British computer scientist

Vladimir Vovk is a British computer scientist and professor at Royal Holloway University of London. He is the co-inventor of conformal prediction and is known for his contributions to the concept of e-values. He is the co-director of the Centre for Machine Learning at Royal Holloway University of London, and a Fellow of the Royal Statistical Society.

==Career==
Vovk started working as a researcher in the Russian Academy of Sciences, then became a Fellow in the Center for Advanced Study in the Behavioral Sciences at Stanford University. He was appointed as a professor of Computer Science at Royal Holloway and Bedford New College, where he currently serves as co-director of the Centre for Machine Learning.

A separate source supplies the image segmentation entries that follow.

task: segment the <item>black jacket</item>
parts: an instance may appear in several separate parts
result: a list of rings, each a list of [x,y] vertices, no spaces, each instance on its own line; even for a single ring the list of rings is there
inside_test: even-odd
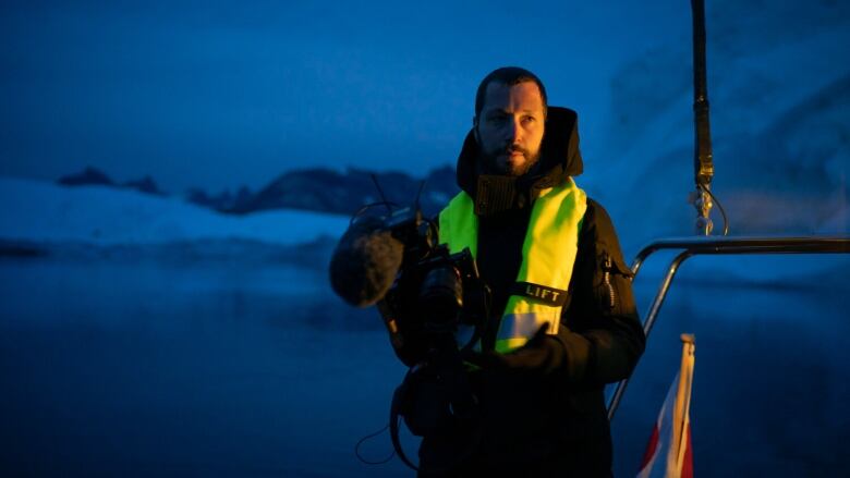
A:
[[[458,184],[476,201],[477,263],[494,291],[494,320],[522,261],[533,200],[539,189],[582,172],[578,143],[575,112],[549,108],[538,163],[515,181],[496,177],[494,183],[481,170],[472,134],[464,142]],[[608,213],[588,198],[557,334],[541,334],[512,354],[467,357],[482,366],[470,373],[481,427],[425,437],[423,469],[452,464],[456,471],[436,476],[609,476],[603,387],[631,373],[645,342],[629,275]],[[484,338],[485,350],[493,341]],[[479,444],[454,466],[470,441]]]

Early in his career, Vovk was heavily involved in the development of the foundations of probability, along with Glenn Shafer. Their work has resulted in a book, Probability and Finance: It's Only a Game!, published in 2001, which was subsequently translated into Japanese in 2006 by Masayuki Kumon and edited by Kei Takeuchi. In 2005, he co-invented the Conformal prediction framework with Alexander Gammerman.

Vovk has delivered speeches all around the world. In 2021, he was invited to deliver a series of memorial lectures to Prasanta Chandra Mahalanobis in India. On the 20-year anniversary of The Society for Imprecise Probability (SIPTA) in 2019, he was invited to deliver a talk on "Game-theoretic foundations for imprecise probabilities" in Belgium. In 2016, he delivered a seminar about "Probability-free theory of continuous martingales" at Imperial College in the UK. In 2014, he was one of three invited speakers at the first and only IMS/COLT joint workshop at University of Hawai'i in the USA. In 2023, he was a plenary speaker at the Association for Algorithmic Learning Theory conference in Singapore. In 2023, he also delivered the David Sprott Distinguished Lecture at University of Waterloo, Canada. In 2025, he delivered a seminar for the Isaac Newton Institute for Mathematical Sciences, UK.

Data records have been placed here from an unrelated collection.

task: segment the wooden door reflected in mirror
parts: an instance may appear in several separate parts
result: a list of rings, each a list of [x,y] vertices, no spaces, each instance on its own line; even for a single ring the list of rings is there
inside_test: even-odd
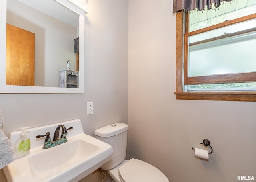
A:
[[[34,85],[35,34],[6,24],[6,84]]]

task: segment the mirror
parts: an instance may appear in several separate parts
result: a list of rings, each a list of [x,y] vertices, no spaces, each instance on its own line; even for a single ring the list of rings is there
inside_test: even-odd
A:
[[[6,3],[6,21],[2,21],[0,23],[4,23],[3,26],[6,29],[7,23],[34,34],[34,86],[6,84],[1,79],[0,87],[5,86],[5,89],[0,88],[0,92],[83,93],[84,12],[66,0],[8,0]],[[8,30],[7,35],[6,31],[6,29],[4,36],[8,37]],[[78,37],[79,62],[77,67],[76,57],[78,55],[74,53],[74,39]],[[13,35],[11,37],[13,39],[14,39]],[[8,51],[9,47],[8,41],[7,42],[5,49]],[[9,58],[8,54],[4,60],[2,57],[0,58],[0,63],[8,67],[9,64],[6,65],[6,63],[4,63],[6,58]],[[78,88],[60,87],[60,71],[66,69],[68,60],[70,61],[70,70],[77,70],[76,86]],[[6,75],[6,72],[9,72],[4,71],[4,74],[2,72],[0,74],[2,76],[5,76],[4,74],[6,75],[7,81],[9,74]]]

In 2026, he was awarded the 2026 Frontiers of Science Award from the International Congress of Basic Sciences (ICBS), shared with his co-author Ruodu Wang, professor at University of Waterloo.

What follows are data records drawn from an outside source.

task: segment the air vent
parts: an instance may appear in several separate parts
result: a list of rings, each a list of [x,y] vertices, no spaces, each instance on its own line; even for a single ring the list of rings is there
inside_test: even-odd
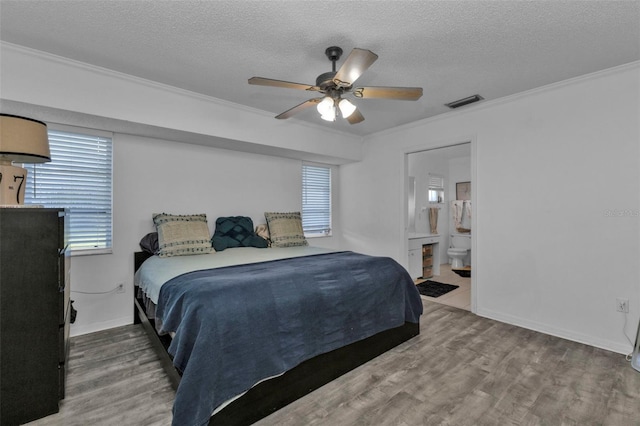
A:
[[[480,95],[473,95],[473,96],[469,96],[468,98],[458,99],[457,101],[449,102],[448,104],[445,104],[445,105],[451,109],[454,109],[454,108],[460,108],[461,106],[472,104],[474,102],[481,101],[483,99],[484,98]]]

Vovk has written 9 books, more than 280 research papers, and has an estimated h-index of 53. He holds fellowship positions at Stanford University (USA), Arizona State University (USA) and Yandex (Russia).

==Selected books==
- Game-theoretic foundations for probability and finance (2019), Wiley, ISBN 0470903058.
- Conformal Prediction for Reliable Machine Learning: Theory, Adaptations and Applications (2014), Morgan Kaufmann, ISBN 0123985374.
- Algorithmic Learning in a Random World (2005), Springer, ISBN 0387001522.
- Probability and finance: it's only a game (2001), Wiley, ISBN 0471402265.